In Encino Motorcars, the court held in a 5-4 opinion that someone who is a service advisor is a “salesman” exempt from the FLSA’s overtime pay requirements. The court reversed the 9th Circuit, which reasoned that FLSA exemptions should be construed narrowly. Justice Clarence Thomas, writing for the majority, said the statute gives no “textual indications” that they should have narrow construction, citing the late Justice Antonin Scalia’s “Reading Law.”

The Supreme Court has essentially reversed 50 years of jurisprudence in which courts tended to narrowly construe which types of employees the FLSA exempts from overtime and therefore stretched overtime protections over wider swaths of workers, Tariot Wells said. Employers will want to watch the courts to see how they apply the Encino Motorcars opinion and if they should revisit their employee classifications based on its “fair and plain” reading of FLSA exemption, she added.

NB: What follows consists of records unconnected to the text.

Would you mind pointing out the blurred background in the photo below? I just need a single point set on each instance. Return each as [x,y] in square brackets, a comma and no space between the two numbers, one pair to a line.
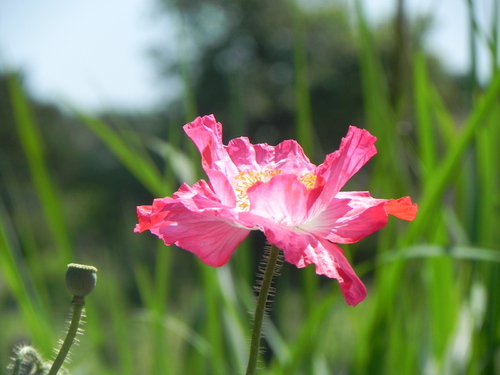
[93,96]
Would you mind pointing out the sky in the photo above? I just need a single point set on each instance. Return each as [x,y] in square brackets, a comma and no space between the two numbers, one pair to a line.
[87,53]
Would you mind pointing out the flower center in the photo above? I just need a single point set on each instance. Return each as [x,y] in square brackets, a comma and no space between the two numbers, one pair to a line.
[244,180]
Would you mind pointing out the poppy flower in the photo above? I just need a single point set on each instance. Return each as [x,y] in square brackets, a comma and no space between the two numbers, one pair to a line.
[275,189]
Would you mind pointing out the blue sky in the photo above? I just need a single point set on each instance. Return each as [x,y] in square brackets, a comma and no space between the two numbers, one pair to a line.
[71,51]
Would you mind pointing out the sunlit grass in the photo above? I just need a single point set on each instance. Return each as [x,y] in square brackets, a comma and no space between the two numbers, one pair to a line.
[432,307]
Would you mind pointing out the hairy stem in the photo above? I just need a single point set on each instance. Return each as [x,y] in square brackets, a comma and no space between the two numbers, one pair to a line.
[78,303]
[260,309]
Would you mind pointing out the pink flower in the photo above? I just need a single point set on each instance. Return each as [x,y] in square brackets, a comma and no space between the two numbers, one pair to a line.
[277,190]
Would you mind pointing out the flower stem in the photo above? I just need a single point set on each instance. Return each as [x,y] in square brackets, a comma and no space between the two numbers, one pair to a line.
[78,303]
[262,304]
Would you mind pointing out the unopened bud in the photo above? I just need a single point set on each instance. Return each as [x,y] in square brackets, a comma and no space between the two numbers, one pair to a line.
[80,279]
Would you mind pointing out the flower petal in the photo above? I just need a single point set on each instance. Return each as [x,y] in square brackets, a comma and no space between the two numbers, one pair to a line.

Trim expects the Supreme Court’s reading to get a lot of mileage in future FLSA cases. “You can expect district court and appellate court decisions will be citing this case up and down for interpretation of the applicability of FLSA exemptions.”

DOL Pilot Program

Last but not least, the Wage and Hour Division rolled out a pilot program April 3 in which the WHD works with employers to audit and correct their FLSA payment practices without the threat of litigation. If FLSA violations are discovered during an audit in the new Payroll Audit Independent Determination program, the employer pays all backpay owed but isn’t on the hook for penalties.

“Under this program, the Wage and Hour Division will oversee resolution of the potential violations by assessing the amount of wages due and supervising their payment to employees,” the WHD explained in a March 6 press release.

Employers aren’t eligible for the PAID program if they are in litigation or under investigation for potential overtime or minimum wage violations.

“It’s an interesting concept,” Tariot Wells said, adding that it remains to be seen how the WHD works with employers during this six-month pilot run.